Ethnographies of waiting 
Convenor:
Manpreet K. Janeja (Utrecht University)
Discussant:
Mukulika Banerjee (London School of Economics)
Location:
Quincentenary Building, Tausend Room
Start time:
21 June, 2014 at
Time zone: Europe/London
Session slots:
2

Short Abstract:

This panel examines: forms of (in)actions/(in)activities, regulatory norms, rituals, notions of productivity, historical inequalities, power configurations, multiple scales, subjectivities and socialities that constitute modalities of waiting; also ethnography as a methodology that rests on waiting.

Long Abstract:

From Malinowski's analysis of the return gift in the kula prestige-economy to Lefebvre's critique of 'modern' everyday-life to Bourdieu's meditations on unemployed men in 1960s Algeria as waiting communities, we are reminded of the ubiquity of waiting. We all wait in areas, developed and developing: in traffic-jams, identity-document offices, school-meal queues, a let-up in the weather. Beyond such 'ordinary' forms of waiting are others: periodic-waiting (national-elections), crisis-induced waiting (compensation-waits), 'chronic-waiting' (development-aid). There are forms of violence enmeshed in waiting - in residents awaiting decisions on rehabilitation for the good of the 'community' or human inhabitants attacked by 'wild-animals' awaiting compensation. There are also forms of delayed gratification, creativity, and affectivity embodied in modalities of waiting - a "productive gap-year"/sabbatical on a CV or the consumption of perfectly-ripened brie.

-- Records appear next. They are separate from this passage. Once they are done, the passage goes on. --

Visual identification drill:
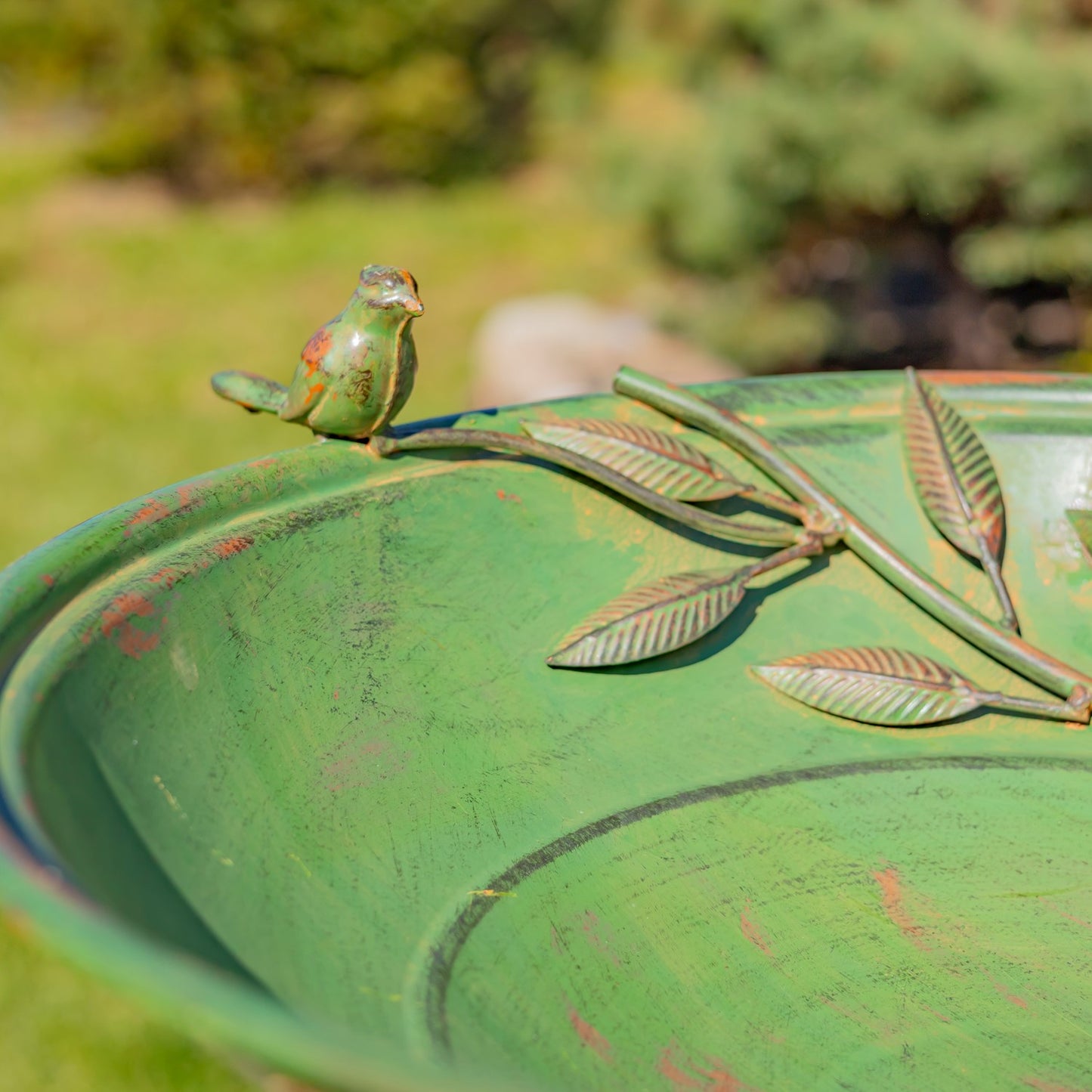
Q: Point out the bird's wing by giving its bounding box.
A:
[212,371,287,413]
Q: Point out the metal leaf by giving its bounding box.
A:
[546,569,747,667]
[904,368,1016,626]
[753,648,982,729]
[522,418,749,500]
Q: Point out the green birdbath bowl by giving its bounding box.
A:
[0,373,1092,1092]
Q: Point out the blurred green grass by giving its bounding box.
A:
[0,147,650,1092]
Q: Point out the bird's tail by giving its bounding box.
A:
[212,371,288,413]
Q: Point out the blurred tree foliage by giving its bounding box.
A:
[0,0,605,194]
[602,0,1092,365]
[0,0,1092,368]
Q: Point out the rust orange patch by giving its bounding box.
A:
[212,535,255,558]
[569,1004,613,1062]
[1021,1077,1084,1092]
[873,867,926,949]
[125,500,170,537]
[656,1038,759,1092]
[299,326,329,379]
[1038,898,1092,930]
[923,371,1065,387]
[739,906,773,955]
[656,1040,704,1089]
[101,592,166,660]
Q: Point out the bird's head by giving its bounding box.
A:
[356,265,425,317]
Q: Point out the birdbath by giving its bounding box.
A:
[0,267,1092,1092]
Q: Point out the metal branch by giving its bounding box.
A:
[371,428,810,546]
[615,368,1092,707]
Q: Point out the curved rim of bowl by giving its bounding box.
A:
[0,432,550,1092]
[0,371,1092,1092]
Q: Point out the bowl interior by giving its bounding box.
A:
[2,377,1092,1089]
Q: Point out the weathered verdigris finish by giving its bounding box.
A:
[0,373,1092,1092]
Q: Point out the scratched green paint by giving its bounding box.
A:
[0,376,1092,1092]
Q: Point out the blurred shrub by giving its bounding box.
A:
[599,0,1092,366]
[0,0,605,194]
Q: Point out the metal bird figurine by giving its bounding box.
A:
[212,265,425,440]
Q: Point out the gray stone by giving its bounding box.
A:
[472,295,741,407]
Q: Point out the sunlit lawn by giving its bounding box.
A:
[0,149,648,1092]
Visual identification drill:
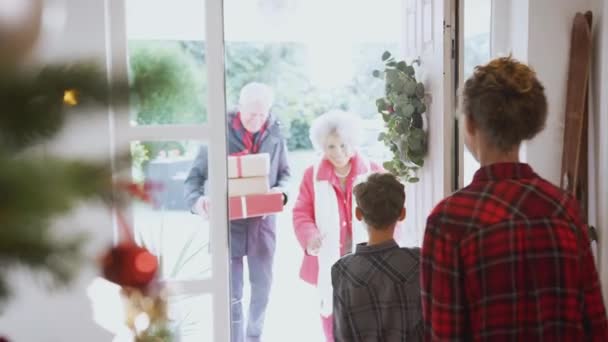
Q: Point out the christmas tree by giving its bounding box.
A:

The panel invites reflections on forms of (in)actions/(in)activities, processes, practices, and perceptions that constitute waiting. Questions the panel could address:

What are the diverse norms that seek to regulate and order waiting? Are there rituals of waiting? What are the notions of productivity that elicit understandings of waiting as an 'active-strategy'/'dead-time'? How might we revisit processes of subjectivity and sociality through various configurations of waiting across multiple temporal scales? What are the historical inequalities manifested in different modalities of waiting? How might we conceive of the linkages between configurations of power and the social production of waiting? What might ethnographies of waiting reveal about ethnography itself as a methodology that hinges on waiting as a tool which possibly facilitates extending 'sympathy' towards those studied?